Now - how do I feel about this American takeover?
To tell you the truth, I'm rather pleased. As I have confessed before, I am an unashamed Americophile and during my sixty five years I have fortunately been to The States several times. There are lots of things I love about America including its natural beauty, its varied landscapes, its creativity, its bustling cities and its people...well, most of them!
In my opinion, we should never put all of the inhabitants of a country in one basket. In that respect, generalisation is usually a form of unconscious racism. For example, you might hear someone say "I love the Greek people" or "I hate the French". These are stupid remarks because each Greek is different from the next and the same is true of French people.
Inhabiting an especially wealthy and powerful country that spawned great international media empires and produced "Coca Cola", Microsoft and Ford cars, Americans often come in for unfair criticism. It's easy to knock those who walk in the spotlight and I have heard countless thoughtless and ultimately stupid remarks about Americans such as "Americans are big-headed", "Americans know nothing about the rest of the world", "Most Americans are obese and exist on fast food and fizzy drinks", "American women are sexy", "Americans are naive". It's the generalisation that is so wrong. Don't you agree?
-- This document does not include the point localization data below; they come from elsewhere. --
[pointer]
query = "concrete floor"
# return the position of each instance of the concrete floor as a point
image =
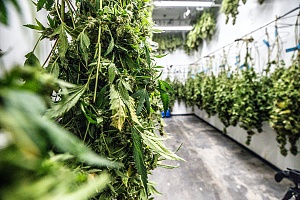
(215, 168)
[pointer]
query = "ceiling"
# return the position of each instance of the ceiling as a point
(175, 16)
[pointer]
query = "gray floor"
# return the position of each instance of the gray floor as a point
(215, 167)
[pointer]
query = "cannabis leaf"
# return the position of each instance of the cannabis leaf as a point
(118, 109)
(84, 43)
(138, 157)
(63, 44)
(53, 68)
(66, 104)
(32, 60)
(111, 45)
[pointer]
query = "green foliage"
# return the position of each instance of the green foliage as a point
(101, 47)
(225, 99)
(168, 42)
(26, 169)
(208, 92)
(248, 99)
(4, 19)
(203, 29)
(230, 8)
(286, 106)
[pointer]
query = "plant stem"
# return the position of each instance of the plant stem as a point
(99, 58)
(50, 53)
(36, 43)
(86, 131)
(62, 11)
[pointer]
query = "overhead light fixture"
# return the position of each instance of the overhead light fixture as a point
(183, 3)
(174, 28)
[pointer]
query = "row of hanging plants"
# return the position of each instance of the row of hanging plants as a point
(99, 89)
(247, 98)
(41, 160)
(203, 29)
(168, 42)
(230, 8)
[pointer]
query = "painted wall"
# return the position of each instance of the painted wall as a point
(17, 40)
(263, 144)
(251, 17)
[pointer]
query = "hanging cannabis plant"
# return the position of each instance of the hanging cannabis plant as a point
(203, 29)
(28, 167)
(168, 42)
(230, 8)
(208, 92)
(286, 106)
(189, 91)
(101, 46)
(225, 100)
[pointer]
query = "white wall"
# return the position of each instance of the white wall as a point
(251, 16)
(264, 144)
(18, 40)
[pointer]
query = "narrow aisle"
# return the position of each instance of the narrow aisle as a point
(216, 167)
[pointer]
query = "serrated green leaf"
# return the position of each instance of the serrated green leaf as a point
(111, 73)
(16, 5)
(40, 4)
(49, 4)
(34, 27)
(101, 96)
(165, 86)
(123, 91)
(118, 109)
(53, 68)
(90, 119)
(139, 158)
(66, 104)
(40, 24)
(148, 59)
(126, 85)
(142, 98)
(111, 45)
(63, 44)
(32, 60)
(166, 100)
(84, 43)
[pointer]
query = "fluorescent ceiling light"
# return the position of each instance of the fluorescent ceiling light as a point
(174, 28)
(183, 3)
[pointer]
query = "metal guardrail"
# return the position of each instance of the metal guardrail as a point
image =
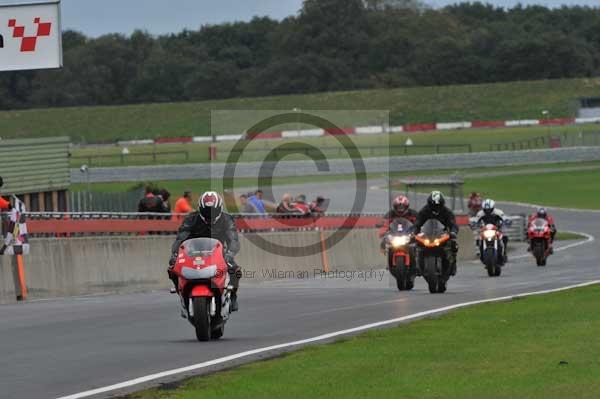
(154, 155)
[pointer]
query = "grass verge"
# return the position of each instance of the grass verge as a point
(516, 100)
(562, 189)
(476, 140)
(568, 236)
(537, 347)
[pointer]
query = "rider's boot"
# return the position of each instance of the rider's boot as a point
(234, 304)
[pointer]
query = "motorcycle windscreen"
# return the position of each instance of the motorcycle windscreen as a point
(433, 229)
(202, 247)
(401, 226)
(540, 224)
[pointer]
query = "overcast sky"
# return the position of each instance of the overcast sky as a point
(97, 17)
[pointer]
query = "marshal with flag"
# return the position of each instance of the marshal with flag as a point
(16, 238)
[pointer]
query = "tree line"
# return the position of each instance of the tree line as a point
(329, 45)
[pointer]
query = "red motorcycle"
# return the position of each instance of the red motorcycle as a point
(540, 240)
(491, 249)
(203, 286)
(400, 261)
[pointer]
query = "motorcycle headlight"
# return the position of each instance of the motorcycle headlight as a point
(489, 234)
(400, 241)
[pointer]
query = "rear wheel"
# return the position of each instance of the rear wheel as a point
(433, 276)
(202, 319)
(489, 259)
(539, 252)
(404, 280)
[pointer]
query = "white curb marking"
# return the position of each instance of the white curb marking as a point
(199, 366)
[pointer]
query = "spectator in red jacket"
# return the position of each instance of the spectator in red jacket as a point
(542, 213)
(475, 203)
(400, 210)
(300, 205)
(4, 204)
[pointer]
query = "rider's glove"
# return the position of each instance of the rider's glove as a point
(228, 257)
(172, 261)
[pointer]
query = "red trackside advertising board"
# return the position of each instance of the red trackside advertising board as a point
(30, 36)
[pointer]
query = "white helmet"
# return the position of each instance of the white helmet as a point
(488, 206)
(210, 207)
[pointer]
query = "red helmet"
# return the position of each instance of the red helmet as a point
(400, 204)
(210, 207)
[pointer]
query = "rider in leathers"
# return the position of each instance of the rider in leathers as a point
(489, 214)
(210, 221)
(436, 209)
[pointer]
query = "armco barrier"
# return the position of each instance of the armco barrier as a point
(91, 265)
(419, 127)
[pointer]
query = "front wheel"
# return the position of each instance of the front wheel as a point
(489, 259)
(202, 320)
(404, 278)
(539, 252)
(433, 274)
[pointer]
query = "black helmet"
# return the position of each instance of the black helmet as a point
(436, 200)
(210, 207)
(542, 213)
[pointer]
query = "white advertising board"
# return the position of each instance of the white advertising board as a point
(30, 36)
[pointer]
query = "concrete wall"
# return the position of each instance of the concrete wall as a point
(80, 266)
(340, 166)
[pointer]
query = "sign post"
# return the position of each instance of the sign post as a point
(30, 36)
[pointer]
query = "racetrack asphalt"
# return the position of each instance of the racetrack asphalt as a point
(59, 347)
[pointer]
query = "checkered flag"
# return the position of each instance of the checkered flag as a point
(16, 241)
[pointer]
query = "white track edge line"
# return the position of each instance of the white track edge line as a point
(168, 373)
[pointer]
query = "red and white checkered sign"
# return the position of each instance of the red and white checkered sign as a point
(30, 36)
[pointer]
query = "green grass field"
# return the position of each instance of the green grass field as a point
(565, 189)
(537, 347)
(475, 140)
(517, 100)
(568, 236)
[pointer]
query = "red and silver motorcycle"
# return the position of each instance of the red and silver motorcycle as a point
(203, 286)
(491, 249)
(401, 263)
(539, 234)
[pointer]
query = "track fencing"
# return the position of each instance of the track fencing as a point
(516, 230)
(92, 201)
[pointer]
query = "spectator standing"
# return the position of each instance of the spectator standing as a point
(319, 205)
(257, 201)
(183, 206)
(4, 204)
(151, 203)
(300, 205)
(286, 206)
(246, 206)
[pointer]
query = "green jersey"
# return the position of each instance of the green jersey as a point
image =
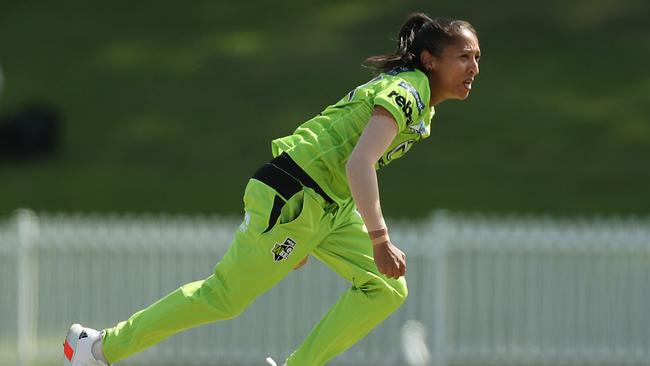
(323, 144)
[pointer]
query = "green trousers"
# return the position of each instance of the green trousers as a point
(260, 255)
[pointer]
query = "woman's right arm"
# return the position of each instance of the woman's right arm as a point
(362, 178)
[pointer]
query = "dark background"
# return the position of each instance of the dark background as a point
(161, 106)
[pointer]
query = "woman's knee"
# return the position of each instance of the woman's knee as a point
(386, 290)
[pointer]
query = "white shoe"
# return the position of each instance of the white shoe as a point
(78, 344)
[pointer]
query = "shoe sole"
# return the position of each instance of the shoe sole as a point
(70, 343)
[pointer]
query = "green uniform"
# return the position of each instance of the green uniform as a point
(263, 252)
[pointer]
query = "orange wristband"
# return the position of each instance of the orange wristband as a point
(379, 236)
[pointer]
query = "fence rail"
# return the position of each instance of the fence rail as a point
(488, 290)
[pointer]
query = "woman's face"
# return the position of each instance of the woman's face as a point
(453, 73)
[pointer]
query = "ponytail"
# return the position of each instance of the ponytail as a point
(418, 33)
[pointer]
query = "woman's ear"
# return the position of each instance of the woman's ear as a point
(428, 60)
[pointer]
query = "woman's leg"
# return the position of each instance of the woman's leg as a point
(257, 259)
(372, 297)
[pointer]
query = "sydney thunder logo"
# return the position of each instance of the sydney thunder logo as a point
(282, 251)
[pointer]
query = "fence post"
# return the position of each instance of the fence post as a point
(28, 232)
(441, 234)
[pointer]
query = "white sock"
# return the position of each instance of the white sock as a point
(97, 350)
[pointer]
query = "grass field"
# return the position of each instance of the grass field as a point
(171, 108)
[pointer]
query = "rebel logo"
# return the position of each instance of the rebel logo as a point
(283, 251)
(406, 106)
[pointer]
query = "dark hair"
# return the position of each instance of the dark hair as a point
(419, 33)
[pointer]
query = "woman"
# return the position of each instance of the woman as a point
(319, 196)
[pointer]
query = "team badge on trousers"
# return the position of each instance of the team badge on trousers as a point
(282, 251)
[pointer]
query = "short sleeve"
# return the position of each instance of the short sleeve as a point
(402, 101)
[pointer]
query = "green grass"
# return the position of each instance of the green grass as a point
(171, 107)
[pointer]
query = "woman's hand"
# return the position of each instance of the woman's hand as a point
(390, 260)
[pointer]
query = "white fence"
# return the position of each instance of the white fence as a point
(489, 291)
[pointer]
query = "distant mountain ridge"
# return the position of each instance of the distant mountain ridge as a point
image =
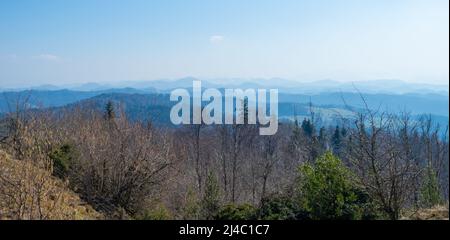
(284, 86)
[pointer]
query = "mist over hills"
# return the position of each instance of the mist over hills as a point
(149, 100)
(284, 86)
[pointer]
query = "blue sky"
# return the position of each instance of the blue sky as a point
(74, 41)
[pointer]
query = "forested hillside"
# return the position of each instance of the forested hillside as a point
(376, 165)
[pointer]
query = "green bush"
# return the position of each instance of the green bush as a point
(234, 212)
(278, 208)
(327, 190)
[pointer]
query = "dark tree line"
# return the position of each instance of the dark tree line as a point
(376, 165)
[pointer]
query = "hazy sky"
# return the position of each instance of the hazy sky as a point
(59, 42)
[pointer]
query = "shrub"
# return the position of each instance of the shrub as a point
(278, 208)
(62, 157)
(327, 190)
(237, 212)
(159, 212)
(210, 203)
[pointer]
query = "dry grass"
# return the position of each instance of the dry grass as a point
(28, 192)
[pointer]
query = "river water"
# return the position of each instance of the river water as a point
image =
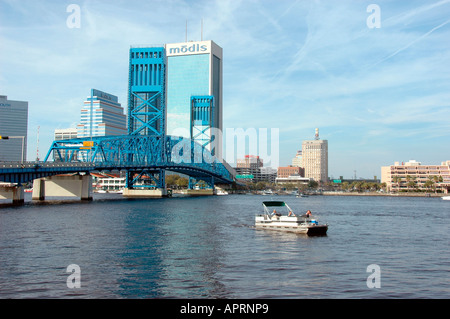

America's present population is 326 million. As with Greeks, each member of that vast community is different from the next. There are still many thousands with Native American blood in their veins and there are black trumpeters and professors, war veterans pushing shopping trolleys filled with all of their worldly goods, people who live in cabins deep in the woods, Latinos. Muslims, loners and party goers, nurses and nutcases, inventors and fishermen, wheelchair users and dancers.
America is like one of those wonderful handmade quilts that adorn so many American beds - a patchwork of differences - shapes and colours and stories. So I say hello to any American visitors reading this blogpost and thank you for calling by. You are very welcome here and please - Have a nice day!